Neden bazıları başarıyor da bazıları ulaşamıyor başarıya - Resim : 1

Biraz klişe bir soru olacak ama size soralım: Işığı yeniden görebilmek için bazen dibe vurmak gerekir mi?

Evet, hep söylerim, hayat zor ve zorluklarla karşılaşırız. Yani hiçbir zorlukla karşılaşmamak demek düşmeden yürümeyi öğrenmek demek gibi bir şey. Bu mümkün değil ki, düşerek öğreniyoruz, kalkmayı öğreniyoruz. Yapılan bazı sporlarda ilk önce düzgün düşmeyi öğrenmeliyiz ki kendimize zarar vermeden düşelim ve sonra da sağlıklı bir şekilde kalkalım.

“ATALARIM ASLA VAZGEÇMEDİ”

Sizi ayağa kaldıran ve yeniden başlamanıza olanak sağlayan gücü yeniden nasıl inşa ettiniz?

Eğer değiştirme imkânım olsaydı, hiçbir şeyi değiştirmek istemezdim. Çünkü beni ben yapan her şey bu süreçte gerçekleşti. Sonuçtan bağımsız olarak, süreçte ben kendimi dönüştüren bilgiyi keşfe çıktım. Kendi sürecim hâlâ devam ediyor. Beni ayağa kaldıran ve yeniden başlamama olanak sağlayan gücü aramak, bulmak için çok emek verdim herkes gibi. Yeniden başlamak için, birçok kez çok çabaladığımı söyleyebilirim. Beni ayağa kaldıran güç ise: Borçlu hissediyorum kendimi, çünkü karşınızdaki kadın olmam için birçok insan emek verdi. Çok uzun zamandır emek verildiğini düşünüyorum. Sizin ve benim atalarım tüm olumsuz koşullara rağmen vazgeçmediler Kurtuluş Savaşı’nda ve daha sonraki kuruluş aşamasında. Çok büyük fedakarlıklarla mücadele etmeye devam ettiler.

‘Kaybolduysan Doğru Yerdesin’ kitabınızdan sonra başka bir kitap daha kaleme alacak mısınız?

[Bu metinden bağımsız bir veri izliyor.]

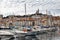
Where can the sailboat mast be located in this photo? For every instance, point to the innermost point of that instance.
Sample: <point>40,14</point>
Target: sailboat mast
<point>25,14</point>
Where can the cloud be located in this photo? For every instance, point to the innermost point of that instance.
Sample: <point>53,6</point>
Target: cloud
<point>17,7</point>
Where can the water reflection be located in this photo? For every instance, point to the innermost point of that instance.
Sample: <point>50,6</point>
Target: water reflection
<point>47,36</point>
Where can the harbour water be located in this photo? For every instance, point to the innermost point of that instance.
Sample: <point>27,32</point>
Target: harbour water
<point>48,36</point>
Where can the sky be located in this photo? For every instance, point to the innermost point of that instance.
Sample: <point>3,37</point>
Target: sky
<point>17,7</point>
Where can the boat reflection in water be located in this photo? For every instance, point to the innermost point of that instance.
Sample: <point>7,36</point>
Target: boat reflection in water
<point>25,34</point>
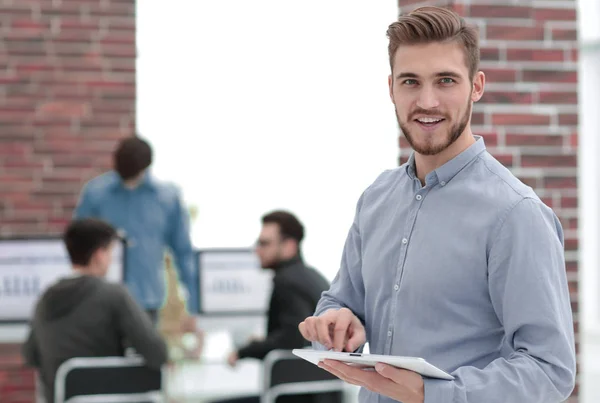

Kitap için şahane geri bildirimler oldu. Benim için çok kıymetli olanları ekibimiz sosyal medyada paylaştı: “Okurken sizi yanımda hissettim, sanki beni anlatmışsınız, bana anlatmışsınız gibi geldi, anlaşılmış hissettim, umutlu hissettim, ayağa kalktım devam ettim…” gibi. Bu bana verilebilecek en büyük hediyedir. Öyle güzel hikâyelerle geldiler ki okuyucular, zaman zaman göz yaşları ile duygulandık dönüşüm hikâyelerinden. Hep beraber hatırladık: Hayat zor ama biz sandığımızdan daha güçlüyüz. İyiliği görmeye bilmeye ihtiyacı var insanlığın ki; umudunu tazelesin. Kötülük boş teneke gibi çok ses çıkartır. İyilik zarafet, asilce ve sessizce yapılır. Kötülük bu nedenle çoğaldı sanırız oysa bir denge kanunu vardır doğada, yoksa dünya çoktan batmıştı. Bu nedenle iyiliği çoğaltalım her gün yeniden, her yönden, hiç durmadan.

Hocaların Hocası Ahmet Yesevi’nin dediği gibi:
“Kötülük hep olacak ama biz iyiliği çoğaltacağız.”